O monstro do ônibus

Estava lá, de pé, há vários minutos, esperando que alguém levantasse entre com licença e fosse à porta para, enfim, eu, na minha extrema bondade e paciência, sentasse em um lugar ao sol das doze horas, com inúmeras pessoas a debaterem-se pelos pouco 20 centímetros que ocupava. E, então, uma alma que reconheceu minha espera, puxou a cordinha, levantou entre milhares de com licença dito só para si e saiu porta a fora quando o ônibus finalmente parou em meio ao trânsito quase caótico do primeiro rush do dia. 
Lá, sentado na cadeira sempre imunda por onde várias bundas se esfregam diariamente, a minha paciência fazia carneirinhos surgirem do abismo insano que o calor e o cheiro nem tão agradável das pessoas abre nas cabeças que calculam quando aquilo apareceu.

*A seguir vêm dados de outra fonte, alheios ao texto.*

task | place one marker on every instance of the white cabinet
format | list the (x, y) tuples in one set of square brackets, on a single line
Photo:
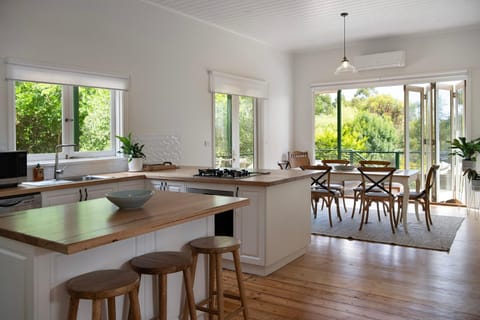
[(71, 195), (131, 184), (173, 186)]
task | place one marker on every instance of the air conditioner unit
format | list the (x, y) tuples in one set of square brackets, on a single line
[(393, 59)]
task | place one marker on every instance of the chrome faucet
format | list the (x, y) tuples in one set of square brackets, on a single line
[(58, 148)]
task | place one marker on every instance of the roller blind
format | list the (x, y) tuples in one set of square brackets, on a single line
[(232, 84), (48, 74)]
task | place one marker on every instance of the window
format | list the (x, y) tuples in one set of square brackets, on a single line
[(235, 131), (51, 106), (235, 103)]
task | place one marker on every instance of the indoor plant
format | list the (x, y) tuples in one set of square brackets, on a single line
[(467, 150), (134, 151), (473, 177)]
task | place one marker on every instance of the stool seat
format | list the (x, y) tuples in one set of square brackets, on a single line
[(162, 263), (217, 244), (214, 247), (104, 284)]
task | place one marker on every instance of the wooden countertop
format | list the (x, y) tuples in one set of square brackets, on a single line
[(84, 225), (274, 176)]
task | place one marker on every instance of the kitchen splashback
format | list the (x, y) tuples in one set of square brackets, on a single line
[(160, 148)]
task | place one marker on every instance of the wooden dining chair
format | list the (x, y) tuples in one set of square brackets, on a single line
[(296, 159), (338, 186), (320, 189), (377, 187), (358, 189), (422, 197)]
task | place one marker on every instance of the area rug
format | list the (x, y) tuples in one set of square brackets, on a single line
[(440, 237)]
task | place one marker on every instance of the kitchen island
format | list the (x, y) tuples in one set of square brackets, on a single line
[(40, 249)]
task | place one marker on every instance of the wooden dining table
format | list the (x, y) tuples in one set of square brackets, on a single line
[(404, 177)]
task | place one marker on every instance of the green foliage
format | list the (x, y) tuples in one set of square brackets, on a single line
[(465, 149), (38, 116), (131, 148)]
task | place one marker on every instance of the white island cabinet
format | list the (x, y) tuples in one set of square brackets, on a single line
[(274, 228), (41, 249)]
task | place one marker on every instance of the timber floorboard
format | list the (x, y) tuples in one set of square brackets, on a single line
[(350, 279)]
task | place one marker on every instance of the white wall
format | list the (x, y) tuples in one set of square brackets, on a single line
[(425, 54), (167, 57)]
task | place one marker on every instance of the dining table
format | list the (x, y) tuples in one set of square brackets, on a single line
[(403, 176)]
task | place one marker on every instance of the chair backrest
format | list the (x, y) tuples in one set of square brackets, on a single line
[(297, 159), (430, 180), (323, 179), (329, 162), (374, 163), (377, 178)]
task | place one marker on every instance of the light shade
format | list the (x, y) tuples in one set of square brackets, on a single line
[(345, 66)]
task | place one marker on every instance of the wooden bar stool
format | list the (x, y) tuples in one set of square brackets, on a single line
[(214, 247), (104, 284), (161, 264)]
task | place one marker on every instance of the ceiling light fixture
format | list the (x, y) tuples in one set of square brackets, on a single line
[(345, 65)]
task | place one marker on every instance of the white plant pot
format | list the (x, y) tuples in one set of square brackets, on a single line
[(135, 164), (468, 164)]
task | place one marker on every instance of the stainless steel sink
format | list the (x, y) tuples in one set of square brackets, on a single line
[(84, 178)]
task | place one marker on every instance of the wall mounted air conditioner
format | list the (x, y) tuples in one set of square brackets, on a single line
[(393, 59)]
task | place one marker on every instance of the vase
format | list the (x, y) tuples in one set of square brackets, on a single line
[(135, 164)]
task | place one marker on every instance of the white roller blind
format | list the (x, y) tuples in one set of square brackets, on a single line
[(47, 74), (232, 84)]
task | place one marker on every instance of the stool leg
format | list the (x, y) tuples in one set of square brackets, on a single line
[(187, 278), (134, 304), (220, 297), (111, 308), (241, 287), (211, 285), (96, 309), (73, 309), (162, 296)]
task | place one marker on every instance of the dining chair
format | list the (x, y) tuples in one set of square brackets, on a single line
[(422, 197), (320, 189), (377, 187), (358, 189), (337, 186), (296, 159)]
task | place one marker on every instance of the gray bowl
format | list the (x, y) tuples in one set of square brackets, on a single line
[(342, 167), (130, 199)]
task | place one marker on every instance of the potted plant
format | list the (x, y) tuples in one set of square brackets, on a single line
[(473, 177), (467, 150), (134, 151)]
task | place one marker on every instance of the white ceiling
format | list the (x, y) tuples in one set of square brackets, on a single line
[(303, 24)]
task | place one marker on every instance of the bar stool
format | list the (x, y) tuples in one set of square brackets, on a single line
[(161, 264), (104, 284), (214, 247)]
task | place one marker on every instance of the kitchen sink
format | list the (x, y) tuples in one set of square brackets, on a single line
[(84, 178), (53, 182)]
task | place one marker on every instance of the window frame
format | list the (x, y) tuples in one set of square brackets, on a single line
[(68, 79)]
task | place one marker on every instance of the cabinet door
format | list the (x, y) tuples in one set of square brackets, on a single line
[(249, 225), (64, 196), (131, 185), (98, 191)]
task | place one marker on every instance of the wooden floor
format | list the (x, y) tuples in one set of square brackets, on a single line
[(348, 279)]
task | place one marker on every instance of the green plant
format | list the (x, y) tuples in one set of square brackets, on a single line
[(130, 148), (471, 174), (465, 149)]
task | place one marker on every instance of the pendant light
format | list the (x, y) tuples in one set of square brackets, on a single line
[(345, 65)]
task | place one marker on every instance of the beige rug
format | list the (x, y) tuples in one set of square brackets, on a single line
[(439, 238)]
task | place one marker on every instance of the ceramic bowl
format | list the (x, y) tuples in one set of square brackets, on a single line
[(130, 199), (342, 167)]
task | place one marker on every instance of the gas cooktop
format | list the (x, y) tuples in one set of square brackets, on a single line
[(227, 173)]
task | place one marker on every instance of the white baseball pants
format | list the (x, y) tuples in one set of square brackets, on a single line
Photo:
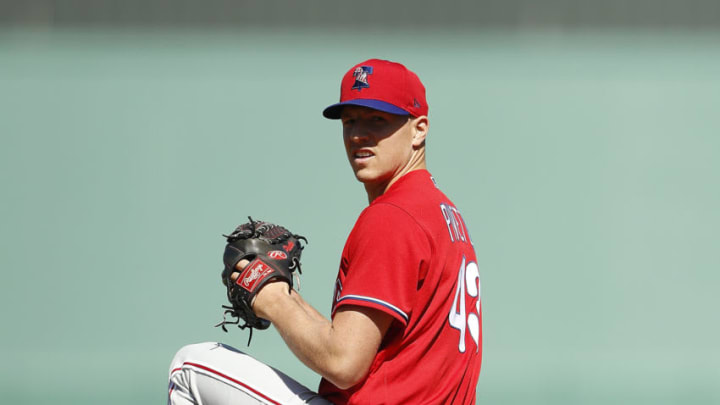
[(214, 374)]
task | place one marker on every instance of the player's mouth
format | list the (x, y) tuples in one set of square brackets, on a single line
[(362, 155)]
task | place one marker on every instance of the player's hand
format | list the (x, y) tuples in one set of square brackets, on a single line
[(263, 296)]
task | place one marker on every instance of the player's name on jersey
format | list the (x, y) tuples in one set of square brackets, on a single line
[(455, 224)]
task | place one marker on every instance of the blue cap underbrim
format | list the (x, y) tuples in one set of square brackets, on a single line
[(333, 112)]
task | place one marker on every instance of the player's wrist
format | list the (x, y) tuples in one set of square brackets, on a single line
[(269, 299)]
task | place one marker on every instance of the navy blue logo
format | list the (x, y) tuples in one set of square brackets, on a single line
[(361, 73)]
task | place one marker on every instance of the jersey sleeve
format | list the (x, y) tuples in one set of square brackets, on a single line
[(387, 256)]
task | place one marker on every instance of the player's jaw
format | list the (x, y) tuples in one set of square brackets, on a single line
[(379, 147)]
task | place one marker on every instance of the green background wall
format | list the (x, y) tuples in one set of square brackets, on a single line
[(585, 163)]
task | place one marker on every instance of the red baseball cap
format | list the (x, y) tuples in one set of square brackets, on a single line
[(381, 85)]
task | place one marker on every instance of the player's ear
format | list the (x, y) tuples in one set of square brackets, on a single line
[(420, 127)]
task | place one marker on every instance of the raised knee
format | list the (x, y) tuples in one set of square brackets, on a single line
[(191, 353)]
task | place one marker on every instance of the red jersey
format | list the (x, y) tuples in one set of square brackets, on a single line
[(410, 256)]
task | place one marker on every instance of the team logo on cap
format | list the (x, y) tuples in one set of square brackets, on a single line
[(361, 73)]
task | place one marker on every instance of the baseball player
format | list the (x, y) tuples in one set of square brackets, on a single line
[(406, 323)]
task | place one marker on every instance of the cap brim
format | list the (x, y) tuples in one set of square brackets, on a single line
[(333, 112)]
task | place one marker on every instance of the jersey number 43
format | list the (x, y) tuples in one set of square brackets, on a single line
[(468, 283)]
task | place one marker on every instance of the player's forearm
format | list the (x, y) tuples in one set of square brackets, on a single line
[(312, 338)]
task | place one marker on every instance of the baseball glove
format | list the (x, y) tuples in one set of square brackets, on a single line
[(273, 252)]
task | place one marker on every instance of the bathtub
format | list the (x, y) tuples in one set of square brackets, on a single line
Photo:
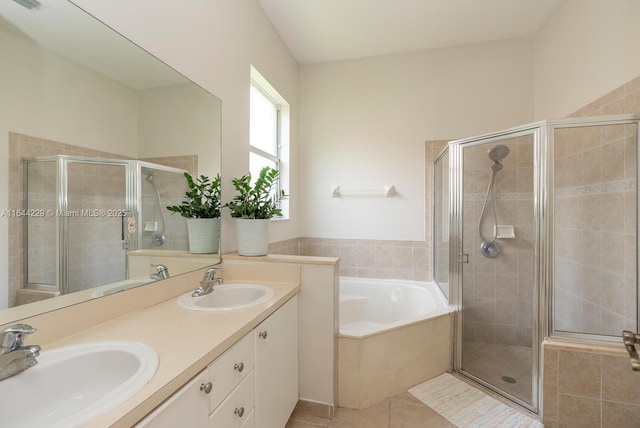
[(370, 306), (393, 335)]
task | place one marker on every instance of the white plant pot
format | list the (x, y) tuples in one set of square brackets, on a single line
[(204, 235), (253, 236)]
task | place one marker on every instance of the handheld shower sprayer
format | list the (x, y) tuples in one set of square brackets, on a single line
[(489, 247)]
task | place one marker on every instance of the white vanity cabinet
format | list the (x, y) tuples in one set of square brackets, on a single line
[(277, 366), (252, 384), (188, 407)]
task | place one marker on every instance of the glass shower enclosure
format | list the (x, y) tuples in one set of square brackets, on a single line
[(83, 214), (542, 243)]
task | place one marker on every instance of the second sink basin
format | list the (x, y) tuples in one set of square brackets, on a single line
[(227, 297), (72, 385)]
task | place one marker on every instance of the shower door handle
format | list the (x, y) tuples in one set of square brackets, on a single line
[(630, 339)]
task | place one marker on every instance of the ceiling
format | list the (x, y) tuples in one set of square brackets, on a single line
[(331, 30)]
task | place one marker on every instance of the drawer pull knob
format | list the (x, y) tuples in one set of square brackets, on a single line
[(206, 387)]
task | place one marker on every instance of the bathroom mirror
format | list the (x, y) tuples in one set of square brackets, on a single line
[(73, 86)]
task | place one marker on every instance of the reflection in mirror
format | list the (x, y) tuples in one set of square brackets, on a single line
[(99, 133)]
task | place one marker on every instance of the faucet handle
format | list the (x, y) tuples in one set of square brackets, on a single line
[(210, 273), (14, 336)]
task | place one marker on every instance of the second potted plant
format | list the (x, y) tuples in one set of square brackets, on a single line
[(253, 207), (201, 208)]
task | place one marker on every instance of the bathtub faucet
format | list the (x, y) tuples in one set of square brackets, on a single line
[(161, 272), (15, 357)]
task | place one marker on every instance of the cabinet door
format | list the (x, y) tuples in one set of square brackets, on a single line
[(277, 366), (188, 407)]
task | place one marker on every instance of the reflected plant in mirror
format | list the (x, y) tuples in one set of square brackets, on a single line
[(201, 208), (118, 119)]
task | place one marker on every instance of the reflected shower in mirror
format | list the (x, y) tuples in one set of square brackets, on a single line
[(75, 88)]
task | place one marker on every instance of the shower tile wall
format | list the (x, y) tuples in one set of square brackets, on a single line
[(595, 229), (498, 292), (22, 146), (577, 402)]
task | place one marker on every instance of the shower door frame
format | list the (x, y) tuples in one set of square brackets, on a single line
[(457, 257), (543, 239)]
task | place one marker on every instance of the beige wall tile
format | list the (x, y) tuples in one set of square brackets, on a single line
[(580, 374), (619, 383), (620, 415), (578, 412)]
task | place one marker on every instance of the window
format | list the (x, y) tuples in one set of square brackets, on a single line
[(268, 132)]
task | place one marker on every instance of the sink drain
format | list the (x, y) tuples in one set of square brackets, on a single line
[(508, 379)]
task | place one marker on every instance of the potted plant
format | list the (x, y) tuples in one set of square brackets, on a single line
[(253, 207), (201, 208)]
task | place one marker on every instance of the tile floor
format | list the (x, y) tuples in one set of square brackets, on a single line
[(492, 361), (400, 411)]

Aquilo certamente era uma mulher, com uma máscara de maquiagem que só poderia remeter-me às máscaras de tribos africanas ou algum outro tipo de acessório que possa cobrir o rosto, com milhares de gramas de pós e cores. Havia mais pó no rosto da criatura do que em uma cracolândia. Sem poder segurar minha grande surpresa - susto na verdade - meus olhos se fixaram naquele rosto estranho e sem vida, duro de tanta maquiagem. Fico perguntando-me se os inventores tinham essa intenção macabra: a de assustar pessoas indefesas em ônibus superlotados. Até certo ponto, a imagem é aterradora.
A paz, portanto, esvaiu-se da minha humilde contagem de carneirinhos. E, mais uma vez, estava analisando em quais pontos aquele bicho de Vênus desceria. E, de repente, um corpo gigantesco, quase vivo, moveu rapidamente na parada do ônibus e a criatura sumiu. Várias mãos e pés passaram até que aquilo tinha sumido. E eu, aterrorizado por ter que presenciar a evolução da espécie humana, estava a pensar que já havia visto mulheres que, de tão masculinizadas - cronicamente até -, não saberia, ou passaria muito tempo, para separá-la dos homens e alocá-las no incrível mundo feminino. E que apesar disso, ainda tinha esse novo tipo de indivíduo no mercado.
Entendi, então, de onde vem o exagero e da razão de existir uma porcentagem tão grande de mulheres solteiras. Até tirar toda aquela máscara, o homem já tem dormido e a mulher, exausta pelo trabalho nem sempre bem sucedido já que, de tanto aplicá-la, o adereço quase adere à epiderme como uma tatuagem de muito mau gosto.
Até que foi a minha de puxar a cordinha, atravessar a rua e tentar esquecer o monstro.